Join the resurgence of Dry Stone Walling in (and Across) Canada.

Tuesday, January 10, 2017

Longdistance Walling




At our walling festivals there is always a competitive stone related element where we run events presenting new challenges for the participating stone artists and masons. Things like wheel barrow obstacle races, lithobolos (stone bocce), single stone arch making and even fire rock balancing so that even if you're not competing there are always fun events to watch . 

For a possible litholympic activity at our next festival I'd even thought of doing a long distance hearting competition - a skill test requiring the tossing of stones from 20 paces into a wall needing to be properly filled . 

However this Remote Material Deposit video takes everything to a new level, literally. I mean really ? Long distance wall building?

With cylinders of uncured cement and high tech calculating/catapulting machines, these videos show ruin-like rubble walls and crude circular 'dwellings' being made by a group out of Germany called Gramazio Kohler Research.

Has dry stone walling met its most formidable challenge? 

I think not.

We make more beautiful walls, (and certainly more accurate walls ) without any mortar, and, as it turns out, without using lime 'mortar shells' either !






Remote Material Deposition Sitterwerk Timelapse




Monday, January 9, 2017






The relationship between musical notes and stones is a favourite theme of mine. I did a very short animation clip recently as an experiment for a larger video sometime later in the year. Hope you like it.






Friday, January 6, 2017

Thursday, January 5, 2017

Portrait of a Stone.


How does one capture the likeness of a stone? Do you paint the face? If so, which face? 
  
Do you catch it in an informal pose or try to do a more conventional portrait? 
  
Do we depict our subject in a natural setting or go for a more poised monumental look?  
  
Does the artist aim for structural realism or try to capture something of the ethereal feeling of the stone? 

Surely we can find some impression of the stone that feels right? Perhaps as a relief painting?
  
In my watercolour I attempted to catch the essence of what my stone was thinking. 

I should have gone purely abstract I guess. 

Wednesday, January 4, 2017

Leonard Cohen

Leonard Cohen meditating at the Mount Baldy Zen Buddhist Centre in the San Gabriel Mountains, California, November 1995.  A digital adaption of a photograph by Neal Preston/ Neal Preston/Corb

" There is a crack, a crack in everything. That's how the light gets in."

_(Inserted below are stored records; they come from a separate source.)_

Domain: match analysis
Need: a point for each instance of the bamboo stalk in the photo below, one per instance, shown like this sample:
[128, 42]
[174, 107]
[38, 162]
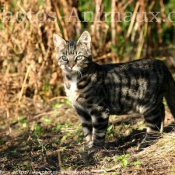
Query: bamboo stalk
[133, 19]
[60, 19]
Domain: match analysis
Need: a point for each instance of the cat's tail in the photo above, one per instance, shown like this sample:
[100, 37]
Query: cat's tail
[170, 95]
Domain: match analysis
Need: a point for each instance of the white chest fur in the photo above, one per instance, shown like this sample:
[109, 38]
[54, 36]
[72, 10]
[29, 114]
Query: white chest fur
[72, 93]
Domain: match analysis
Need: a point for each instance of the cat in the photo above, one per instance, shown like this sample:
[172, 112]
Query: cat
[97, 91]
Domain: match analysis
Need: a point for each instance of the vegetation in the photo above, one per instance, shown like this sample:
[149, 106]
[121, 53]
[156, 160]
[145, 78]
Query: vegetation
[39, 130]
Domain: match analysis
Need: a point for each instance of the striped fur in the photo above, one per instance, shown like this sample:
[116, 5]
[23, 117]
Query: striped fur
[96, 91]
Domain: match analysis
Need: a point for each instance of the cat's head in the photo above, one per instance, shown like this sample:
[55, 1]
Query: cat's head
[73, 56]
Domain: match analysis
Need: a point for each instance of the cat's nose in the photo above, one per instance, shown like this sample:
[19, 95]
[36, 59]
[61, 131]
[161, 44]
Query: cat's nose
[71, 64]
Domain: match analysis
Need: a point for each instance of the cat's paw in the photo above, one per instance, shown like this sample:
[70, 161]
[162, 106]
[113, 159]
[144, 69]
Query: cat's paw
[150, 139]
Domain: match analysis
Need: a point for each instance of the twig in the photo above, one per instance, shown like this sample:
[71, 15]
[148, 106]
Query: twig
[22, 89]
[132, 20]
[107, 170]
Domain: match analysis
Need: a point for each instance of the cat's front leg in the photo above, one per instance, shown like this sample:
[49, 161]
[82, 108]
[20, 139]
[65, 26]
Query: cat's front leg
[100, 124]
[86, 124]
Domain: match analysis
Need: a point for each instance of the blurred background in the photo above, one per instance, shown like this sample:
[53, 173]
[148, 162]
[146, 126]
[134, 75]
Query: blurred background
[121, 31]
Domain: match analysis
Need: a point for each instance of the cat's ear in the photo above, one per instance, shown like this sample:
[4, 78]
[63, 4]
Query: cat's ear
[85, 40]
[59, 42]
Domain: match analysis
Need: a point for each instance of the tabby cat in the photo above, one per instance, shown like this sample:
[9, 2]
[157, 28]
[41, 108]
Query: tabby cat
[96, 91]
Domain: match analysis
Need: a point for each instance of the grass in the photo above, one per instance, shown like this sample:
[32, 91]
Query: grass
[54, 141]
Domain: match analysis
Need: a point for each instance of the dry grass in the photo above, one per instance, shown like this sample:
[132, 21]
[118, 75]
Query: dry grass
[158, 158]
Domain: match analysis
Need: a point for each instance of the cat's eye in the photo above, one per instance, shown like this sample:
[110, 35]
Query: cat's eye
[64, 58]
[79, 57]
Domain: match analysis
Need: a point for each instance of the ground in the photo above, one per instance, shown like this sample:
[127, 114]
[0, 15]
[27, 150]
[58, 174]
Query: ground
[46, 138]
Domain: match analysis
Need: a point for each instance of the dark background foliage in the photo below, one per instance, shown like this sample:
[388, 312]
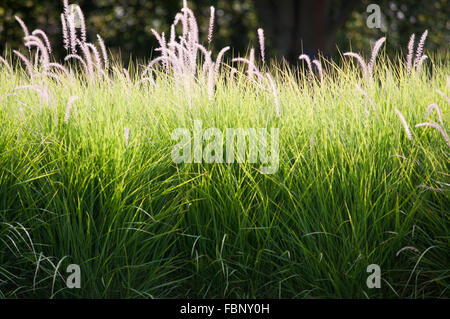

" Nothing touches sitting still ... Going 'nowhere', is the grand adventure that makes sense of everywhere else."  ( Essayist Pico Iyer recounting a meeting with Leonard at the Buddhist Centre in his book - The Art of Stillness )






Tuesday, January 3, 2017

A hand that makes me think



A hand by Andrea Mei of balanced stones. Simple, whimsical  and somehow innocent. A hand not held up in defiance or pride - not waving smugly, looking to be profound. Not claiming some master craftsman level. Merely  celebrating our age old affinity with stones. 

A hand reaching out to the trinity - mass, friction and gravity - to ponder again the physics of balance. And then, to let the sea take it away and we, go back to work, back to trying our hand at other ways of helping bring hope and peace and order in a world gone a little crazy.

Sunday, January 1, 2017

What's the world with no Stone?




Having trouble hearing more and more, (or is it less and less ? ) and now, as I often do, mistakingly hearing different lyrics than the ones being sung, and as the events and projects of 2016 fade into the background, I imagine Joe Dukie vocalist for Fat Freddy's Drop asking the musical question - 'What's the world with no Stone' (instead of no 'soul' ) and in reply I have gathered together images and video footage of stone things I've done (or worked on) and people I've worked with this past year, along with pics of other work, (both mine and other sculptor, mason, waller artists that I saw in the past 12 months), in order to provide evidence that yes indeed the world would be a much lesser place without STONE. Love to you all and wishing you 'wall the best' in the new year and looking back at all the cool stuff we did I think maybe 2016 wasn't that bad. ( Thanks too to Mark Ricard for introducing me to this song.)